Moutinho João P, Magano Duarte, Coutinho Bruno
Instituto Superior Técnico, Universidade de Lisboa, Lisboa, Portugal.
Instituto de Telecomunicações, Lisboa, Portugal.
Sci Rep. 2024 Jan 10;14(1):1026. doi: 10.1038/s41598-023-49906-4.
Link prediction methods use patterns in known network data to infer which connections may be missing. Previous work has shown that continuous-time quantum walks can be used to represent path-based link prediction, which we further study here to develop a more optimized quantum algorithm. Using a sampling framework for link prediction, we analyze the query access to the input network required to produce a certain number of prediction samples. Considering both well-known classical path-based algorithms using powers of the adjacency matrix as well as our proposed quantum algorithm for path-based link prediction, we argue that there is a polynomial quantum advantage on the dependence on N, the number of nodes in the network. We further argue that the complexity of our algorithm, although sub-linear in N, is limited by the complexity of performing a quantum simulation of the network's adjacency matrix, which may prove to be an important problem in the development of quantum algorithms for network science in general.

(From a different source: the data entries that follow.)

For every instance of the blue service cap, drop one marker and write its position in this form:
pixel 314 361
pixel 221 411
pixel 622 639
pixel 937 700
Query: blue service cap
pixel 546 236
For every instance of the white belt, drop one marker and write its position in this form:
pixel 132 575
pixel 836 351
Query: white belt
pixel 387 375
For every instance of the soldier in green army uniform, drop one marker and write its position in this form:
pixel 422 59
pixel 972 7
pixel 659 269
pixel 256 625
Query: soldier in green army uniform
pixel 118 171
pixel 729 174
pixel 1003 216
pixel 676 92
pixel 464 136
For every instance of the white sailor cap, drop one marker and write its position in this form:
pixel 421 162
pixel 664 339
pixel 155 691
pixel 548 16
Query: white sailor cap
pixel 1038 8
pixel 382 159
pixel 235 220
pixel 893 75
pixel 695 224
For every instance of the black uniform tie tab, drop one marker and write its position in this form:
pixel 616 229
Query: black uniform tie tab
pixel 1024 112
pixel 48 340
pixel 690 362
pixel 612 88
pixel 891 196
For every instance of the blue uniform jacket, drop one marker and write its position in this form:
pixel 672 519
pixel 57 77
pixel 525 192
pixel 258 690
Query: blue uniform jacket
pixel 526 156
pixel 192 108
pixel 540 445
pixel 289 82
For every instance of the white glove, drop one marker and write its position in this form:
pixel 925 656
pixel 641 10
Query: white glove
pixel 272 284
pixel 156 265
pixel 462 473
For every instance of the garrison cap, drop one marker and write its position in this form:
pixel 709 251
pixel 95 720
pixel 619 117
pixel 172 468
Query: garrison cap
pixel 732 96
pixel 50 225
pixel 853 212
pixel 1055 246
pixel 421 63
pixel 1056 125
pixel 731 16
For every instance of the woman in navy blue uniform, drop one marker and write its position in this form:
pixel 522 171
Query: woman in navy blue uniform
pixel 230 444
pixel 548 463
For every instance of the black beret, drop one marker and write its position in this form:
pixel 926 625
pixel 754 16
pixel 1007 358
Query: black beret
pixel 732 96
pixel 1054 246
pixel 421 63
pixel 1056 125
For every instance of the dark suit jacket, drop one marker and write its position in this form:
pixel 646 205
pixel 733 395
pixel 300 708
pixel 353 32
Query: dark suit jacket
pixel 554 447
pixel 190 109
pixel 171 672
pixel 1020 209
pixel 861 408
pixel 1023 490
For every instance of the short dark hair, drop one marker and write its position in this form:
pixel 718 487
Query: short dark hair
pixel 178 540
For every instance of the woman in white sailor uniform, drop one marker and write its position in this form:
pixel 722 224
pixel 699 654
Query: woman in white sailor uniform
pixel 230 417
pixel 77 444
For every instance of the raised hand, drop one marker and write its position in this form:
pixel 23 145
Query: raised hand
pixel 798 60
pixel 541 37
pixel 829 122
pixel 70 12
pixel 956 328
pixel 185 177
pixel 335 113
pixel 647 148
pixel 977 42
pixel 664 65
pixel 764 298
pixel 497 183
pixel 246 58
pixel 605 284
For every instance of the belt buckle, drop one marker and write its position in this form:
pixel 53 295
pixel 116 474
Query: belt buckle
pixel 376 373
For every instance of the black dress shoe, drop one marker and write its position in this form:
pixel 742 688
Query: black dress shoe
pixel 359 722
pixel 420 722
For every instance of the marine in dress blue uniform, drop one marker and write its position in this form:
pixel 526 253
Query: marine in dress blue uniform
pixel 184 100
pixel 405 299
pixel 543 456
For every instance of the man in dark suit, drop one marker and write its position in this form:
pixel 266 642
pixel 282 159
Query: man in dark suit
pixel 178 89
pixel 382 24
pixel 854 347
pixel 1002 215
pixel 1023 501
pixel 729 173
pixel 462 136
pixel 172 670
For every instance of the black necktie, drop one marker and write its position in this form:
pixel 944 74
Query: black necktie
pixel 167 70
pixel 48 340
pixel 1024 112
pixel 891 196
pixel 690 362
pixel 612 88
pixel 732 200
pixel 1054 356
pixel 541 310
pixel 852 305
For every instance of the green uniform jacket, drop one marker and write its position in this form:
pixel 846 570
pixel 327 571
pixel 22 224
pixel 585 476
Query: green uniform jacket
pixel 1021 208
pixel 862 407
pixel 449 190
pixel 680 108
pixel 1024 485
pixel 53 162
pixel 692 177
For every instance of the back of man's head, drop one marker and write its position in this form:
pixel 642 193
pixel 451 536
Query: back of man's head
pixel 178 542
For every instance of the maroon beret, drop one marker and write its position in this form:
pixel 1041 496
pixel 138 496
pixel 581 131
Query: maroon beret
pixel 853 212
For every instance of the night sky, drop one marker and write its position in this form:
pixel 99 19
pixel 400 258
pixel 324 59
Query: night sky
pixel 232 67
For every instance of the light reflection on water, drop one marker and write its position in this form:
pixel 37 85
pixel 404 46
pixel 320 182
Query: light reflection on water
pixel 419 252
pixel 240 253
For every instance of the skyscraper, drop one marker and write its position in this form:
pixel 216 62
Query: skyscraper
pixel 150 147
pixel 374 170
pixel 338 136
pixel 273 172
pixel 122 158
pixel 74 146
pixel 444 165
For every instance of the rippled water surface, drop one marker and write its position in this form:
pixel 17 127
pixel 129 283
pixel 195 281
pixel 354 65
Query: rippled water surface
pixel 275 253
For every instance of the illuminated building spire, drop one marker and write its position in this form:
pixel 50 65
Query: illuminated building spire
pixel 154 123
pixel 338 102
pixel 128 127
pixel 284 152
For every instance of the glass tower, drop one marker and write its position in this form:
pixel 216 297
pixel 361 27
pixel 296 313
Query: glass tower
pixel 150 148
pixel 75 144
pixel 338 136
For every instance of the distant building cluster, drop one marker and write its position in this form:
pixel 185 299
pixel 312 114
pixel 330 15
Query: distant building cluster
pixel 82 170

链接预测方法利用已知网络数据中的模式来推断哪些连接可能缺失。先前的工作表明,连续时间量子游走可用于表示基于路径的链接预测,我们在此进一步研究以开发更优化的量子算法。使用用于链接预测的采样框架,我们分析了生成一定数量的预测样本所需的对输入网络的查询访问。考虑到使用邻接矩阵幂的著名经典基于路径的算法以及我们提出的基于路径的链接预测量子算法,我们认为在对网络中节点数量(N)的依赖性上存在多项式量子优势。我们进一步认为,我们算法的复杂度虽然在(N)上是次线性的,但受到执行网络邻接矩阵量子模拟的复杂度的限制,这在一般网络科学量子算法的开发中可能被证明是一个重要问题。